Affaires
Chèques sans provision : comment la personne morale fait office de bouclier
Un peu moins de 800 000 affaires de chèques impayés en cours à Casablanca. Ces affaires représentent 30% de l’activité des tribunaux correctionnels. Le débiteur peut gagner du temps lorsque le chèque est émis par son entreprise.

On le sait, le chèque est un moyen de paiement, non de crédit. Seulement, ces deux concepts se mélangent dans la pratique puisque le chèque de garantie est monnaie courante au Maroc. A tel point que les infractions relatives au chèque sont parmi les plus récurrentes dans les tribunaux. Elles s’élèvent à quelque 30% de l’activité des juridictions correctionnelles. A l’heure actuelle, à peu près 800 000 affaires relatives aux chèques sont en cours à Casablanca (la majorité écrasante ayant été enregistrée en 2014).
La justice réserve un sort peu enviable aux émetteurs : garde à vue, enquête préliminaire, interdiction d’émettre un chèque pendant 5 ans, frais et pénalités. Reste que les tribunaux font aujourd’hui face à une nouvelle forme de fraude : l’émission d’un chèque par une société. S’il ne s’agit pas d’un phénomène nouveau, il est aujourd’hui de plus en plus usité par les débiteurs afin de «ralentir» la procédure ou de trouver une échappatoire. Ainsi, dans plusieurs affaires traitées par le tribunal correctionnel de Casablanca, des sociétés fictives sont créées afin d’émettre des chèques en leur nom, ce qui permet d’éviter la garde à vue automatique du vrai débiteur. Ce mode opératoire est devenu récurrent depuis fin 2013, lorsque les fraudeurs ont détecté une faille : quand c’est une personne morale qui émet le chèque, la responsabilité pénale incombe au mandataire social dont le nom figure sur le modèle 7 de la société au registre du commerce. Pour ce faire, le créancier doit s’adresser à un huissier de justice afin que ce dernier signifie le certificat de paiement au débiteur. Juridiquement, cette signification vaut injonction de payer. Donc on passe du pénal au civil, d’où la perte du caractère dissuasif de la loi.
S’il n’y a pas de régularisation, le certificat de non-paiement émis par la banque devient alors un titre exécutoire permettant d’engager une procédure pénale.

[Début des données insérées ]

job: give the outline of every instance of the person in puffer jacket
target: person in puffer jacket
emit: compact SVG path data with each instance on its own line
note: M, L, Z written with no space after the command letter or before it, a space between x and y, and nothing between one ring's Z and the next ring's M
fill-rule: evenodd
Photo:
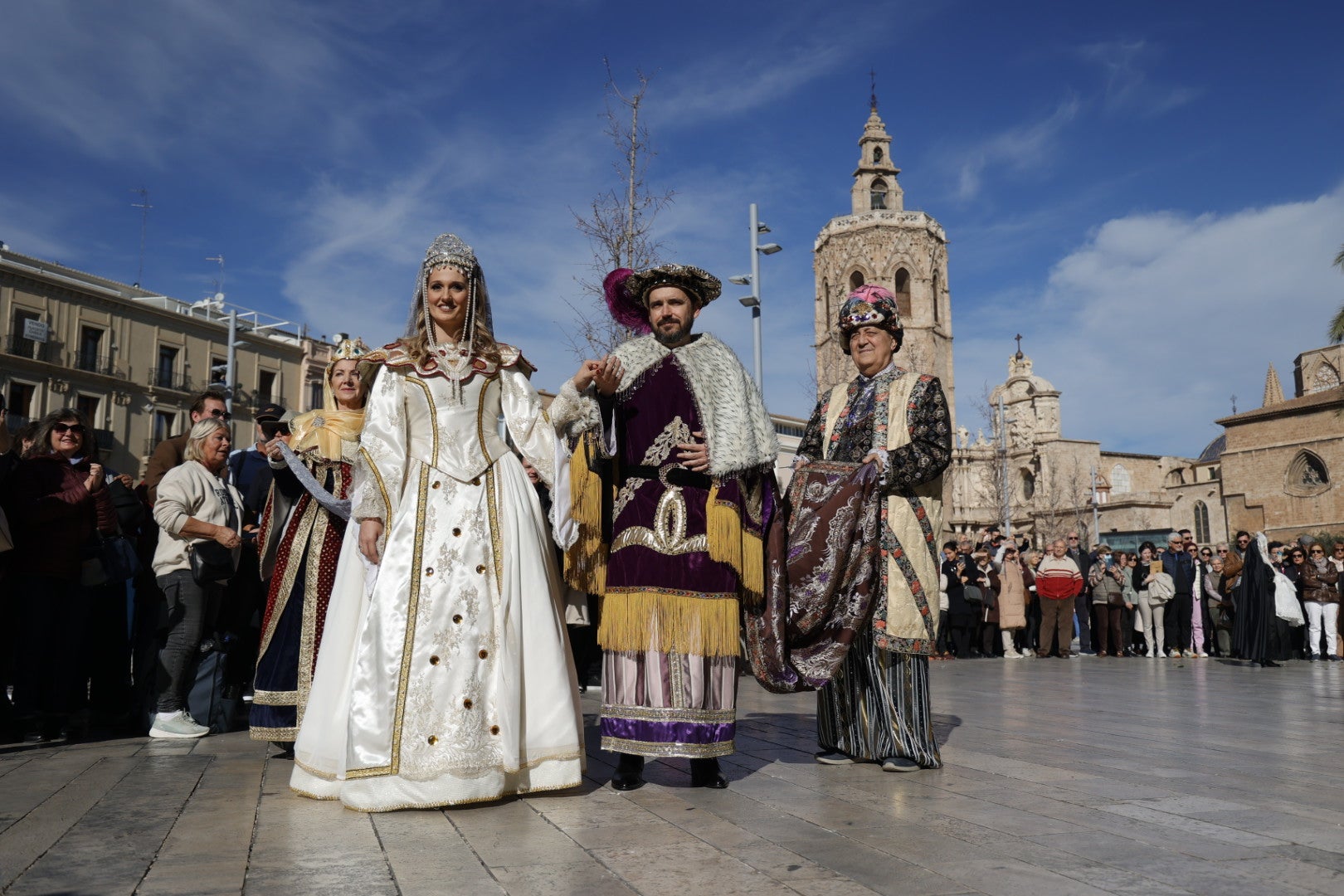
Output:
M1048 657L1051 645L1058 638L1059 657L1073 656L1070 643L1074 639L1074 598L1083 590L1083 574L1068 557L1064 541L1050 545L1050 556L1036 567L1036 596L1040 598L1040 646L1036 656Z

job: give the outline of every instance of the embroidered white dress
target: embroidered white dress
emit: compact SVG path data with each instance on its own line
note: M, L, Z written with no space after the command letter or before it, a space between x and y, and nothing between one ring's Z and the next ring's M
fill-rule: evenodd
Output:
M581 780L560 575L536 492L496 420L547 484L555 435L527 361L500 349L504 363L477 361L458 402L446 377L388 347L353 509L355 520L384 521L382 563L366 595L345 540L294 747L290 786L302 795L384 811Z

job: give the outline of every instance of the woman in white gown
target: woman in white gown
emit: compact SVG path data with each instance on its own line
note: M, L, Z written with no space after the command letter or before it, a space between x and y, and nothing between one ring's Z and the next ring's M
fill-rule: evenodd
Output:
M358 535L343 545L290 787L363 811L573 787L583 724L560 575L496 420L548 485L555 434L532 368L495 343L480 266L453 235L426 253L407 333L364 359L380 369Z

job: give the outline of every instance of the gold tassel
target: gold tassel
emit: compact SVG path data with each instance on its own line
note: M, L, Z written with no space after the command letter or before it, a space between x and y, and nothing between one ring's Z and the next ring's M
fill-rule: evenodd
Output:
M606 590L607 545L602 541L602 477L589 466L591 445L579 438L570 457L570 513L579 535L564 552L564 580L586 594Z
M594 531L602 528L602 477L590 465L593 446L585 434L570 457L570 493L574 520Z
M719 502L718 484L710 488L704 509L704 529L708 535L710 559L726 563L738 574L749 604L759 602L765 594L763 540L742 527L738 508Z
M597 631L605 650L735 657L738 602L659 591L617 591L602 599Z

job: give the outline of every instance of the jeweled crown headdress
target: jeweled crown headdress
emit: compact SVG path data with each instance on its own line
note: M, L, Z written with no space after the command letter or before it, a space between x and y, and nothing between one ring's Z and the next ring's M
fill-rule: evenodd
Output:
M434 318L429 313L425 292L429 289L430 274L441 267L452 267L466 278L466 320L462 324L462 337L458 343L438 343L434 339ZM481 273L476 253L454 234L439 234L425 250L419 278L415 281L415 298L411 301L411 316L406 324L406 334L414 336L425 326L425 339L439 371L453 383L453 394L461 400L462 380L472 375L472 357L477 321L492 332L489 298L485 292L485 275ZM492 333L493 334L493 333Z
M840 306L837 326L840 329L840 348L849 353L849 334L864 326L884 329L896 339L900 339L905 328L900 325L900 312L896 306L896 297L890 290L875 283L864 283L849 293Z

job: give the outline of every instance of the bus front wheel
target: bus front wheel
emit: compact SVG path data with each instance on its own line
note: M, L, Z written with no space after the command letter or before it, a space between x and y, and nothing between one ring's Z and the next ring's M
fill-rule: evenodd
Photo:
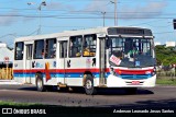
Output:
M94 95L97 93L94 86L94 78L90 74L87 74L85 80L85 92L87 95Z
M43 80L42 80L42 74L41 73L36 73L36 89L40 92L45 92L46 87L43 84Z

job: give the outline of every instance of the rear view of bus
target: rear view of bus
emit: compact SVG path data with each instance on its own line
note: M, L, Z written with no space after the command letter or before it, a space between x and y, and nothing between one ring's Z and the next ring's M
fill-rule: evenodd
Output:
M108 87L152 87L156 81L154 40L151 30L109 27L107 38Z

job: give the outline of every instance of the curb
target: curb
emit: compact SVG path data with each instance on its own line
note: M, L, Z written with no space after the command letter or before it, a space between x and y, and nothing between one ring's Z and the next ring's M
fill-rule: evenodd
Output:
M15 82L14 80L0 80L0 85L3 84L21 84L21 83Z

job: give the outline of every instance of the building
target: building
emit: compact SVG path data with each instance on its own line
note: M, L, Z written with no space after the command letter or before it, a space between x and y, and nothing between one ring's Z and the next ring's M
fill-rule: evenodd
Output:
M176 42L166 42L166 47L175 47Z

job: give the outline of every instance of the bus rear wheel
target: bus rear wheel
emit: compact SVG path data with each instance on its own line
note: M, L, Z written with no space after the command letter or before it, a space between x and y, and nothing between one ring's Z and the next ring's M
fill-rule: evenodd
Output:
M94 78L90 74L87 74L85 80L85 92L87 95L94 95L97 93L94 86Z
M125 91L128 94L136 94L138 87L127 87Z
M43 84L42 74L36 73L35 78L36 78L36 89L37 89L37 91L45 92L46 87Z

Entre-temps, l’on peut compter jusqu’à deux mois de procédure : assez pour que l’émetteur puisse disparaître dans la nature. Son créancier devra alors faire une plainte contre X dont la chance d’aboutir est plus que minime.
La Cour d’appel de Casablanca a décidé de prendre au sérieux cette pratique et a livré trois arrêts, confirmés par la Chambre pénale de la Cour de cassation en 2014, qui ordonnent désormais «au juge correctionnel d’appeler en cause tout membre dirigeant de la société (ndlr : gérant pour les SARL, administrateurs, président ou DG pour la SA) au moment de la découverte de l’absence de provision, et ce, avant que l’huissier de justice n’en désigne le mandataire responsable de la signature».